Training a focus classification model with a double input channel, which is built in advance, by utilizing the local image information and the global image information of each focus zone and the classification label corresponding to each focus zone to obtain a target focus classification model;

The global image information acquisition processing includes:

performing downsampling treatment on each focus area in the focus areas of the first type to adjust the long axes of each focus area in the focus areas of the first type to be the same through downsampling, and taking the image information subjected to the downsampling treatment as global image information of the corresponding focus areas in the focus areas of the first type;

Performing interpolation treatment on each focus zone in the third type focus zone, so that long axes of each focus zone in the third type focus zone are adjusted to be identical through interpolation, and taking the image information subjected to the interpolation treatment as global image information of a corresponding focus zone in the third type focus zone;

The local image information acquisition processing includes:

2. The method of claim 1, wherein the local image information acquisition process further comprises, before randomly moving the focal rectangular frame a plurality of times in a neighborhood of the focal zone:

3. The method of claim 1, wherein the lesion classification model comprises a first convolutional network, a second convolutional network, a stitching layer, and a fully-connected classification layer, wherein an input of the first convolutional network is configured to receive local image information of each lesion region, an input of the second convolutional network is configured to receive global image information of each lesion region, an input of the stitching layer is respectively connected with an output of the first convolutional network and an output of the second convolutional network, and an input of the fully-connected classification layer is connected with an output of the stitching layer.

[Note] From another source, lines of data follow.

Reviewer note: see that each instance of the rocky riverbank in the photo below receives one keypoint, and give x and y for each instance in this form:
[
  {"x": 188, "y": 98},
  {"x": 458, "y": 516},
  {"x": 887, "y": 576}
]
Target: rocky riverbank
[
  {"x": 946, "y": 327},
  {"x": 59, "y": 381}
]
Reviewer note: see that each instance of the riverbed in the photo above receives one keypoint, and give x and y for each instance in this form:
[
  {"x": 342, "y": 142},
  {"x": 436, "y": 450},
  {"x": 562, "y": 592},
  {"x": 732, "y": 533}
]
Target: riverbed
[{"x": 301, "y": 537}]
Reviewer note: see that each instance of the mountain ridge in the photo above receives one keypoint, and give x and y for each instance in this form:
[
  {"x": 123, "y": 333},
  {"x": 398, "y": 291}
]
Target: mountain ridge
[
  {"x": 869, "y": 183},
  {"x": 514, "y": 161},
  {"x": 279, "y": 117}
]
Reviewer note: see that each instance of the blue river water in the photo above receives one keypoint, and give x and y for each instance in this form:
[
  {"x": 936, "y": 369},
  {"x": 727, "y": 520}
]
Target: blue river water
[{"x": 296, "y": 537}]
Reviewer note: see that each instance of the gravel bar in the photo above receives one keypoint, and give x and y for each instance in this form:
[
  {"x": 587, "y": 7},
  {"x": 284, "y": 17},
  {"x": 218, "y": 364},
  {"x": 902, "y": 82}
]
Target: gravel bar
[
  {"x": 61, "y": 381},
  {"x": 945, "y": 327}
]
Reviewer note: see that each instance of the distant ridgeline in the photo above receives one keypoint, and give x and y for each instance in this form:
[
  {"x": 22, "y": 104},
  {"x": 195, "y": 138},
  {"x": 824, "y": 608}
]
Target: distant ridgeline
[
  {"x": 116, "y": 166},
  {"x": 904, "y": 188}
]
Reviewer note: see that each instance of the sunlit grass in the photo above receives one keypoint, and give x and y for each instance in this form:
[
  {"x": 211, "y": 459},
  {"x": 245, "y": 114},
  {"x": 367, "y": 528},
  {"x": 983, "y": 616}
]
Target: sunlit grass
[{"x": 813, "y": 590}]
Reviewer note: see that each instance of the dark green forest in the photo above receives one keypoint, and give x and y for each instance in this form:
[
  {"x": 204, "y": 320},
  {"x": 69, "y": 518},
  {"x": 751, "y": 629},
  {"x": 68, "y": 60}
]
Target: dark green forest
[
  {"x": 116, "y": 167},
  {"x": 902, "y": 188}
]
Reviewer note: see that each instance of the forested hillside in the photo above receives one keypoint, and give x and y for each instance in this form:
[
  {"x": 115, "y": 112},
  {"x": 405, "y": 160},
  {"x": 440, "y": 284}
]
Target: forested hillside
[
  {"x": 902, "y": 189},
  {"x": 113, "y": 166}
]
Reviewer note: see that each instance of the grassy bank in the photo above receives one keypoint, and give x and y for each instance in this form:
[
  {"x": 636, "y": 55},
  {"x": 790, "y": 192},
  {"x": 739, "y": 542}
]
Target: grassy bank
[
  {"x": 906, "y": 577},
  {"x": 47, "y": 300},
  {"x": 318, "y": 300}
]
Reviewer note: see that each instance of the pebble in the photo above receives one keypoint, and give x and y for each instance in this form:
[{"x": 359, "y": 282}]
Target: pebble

4. The method of claim 1, further comprising, after obtaining the target lesion classification model:

5. A lesion classification model training device, the device comprising:

The model training module is used for training a pre-established focus classification model with double input channels by utilizing the local image information and the global image information of each focus zone and the classification labels corresponding to each focus zone to obtain a target focus classification model;

the first global image information acquisition module is specifically configured to:

The first local image information acquisition module is specifically configured to:

6. The lesion classification model training device according to claim 5, further comprising:

7. A computer device comprising a memory, a processor and a computer program stored on the memory and executable on the processor, characterized in that the processor implements the steps of the method according to any of claims 1 to 4 when the computer program is executed.

8. A computer readable storage medium, on which a computer program is stored, characterized in that the computer program, when being executed by a processor, implements the steps of the method according to any one of claims 1 to 4.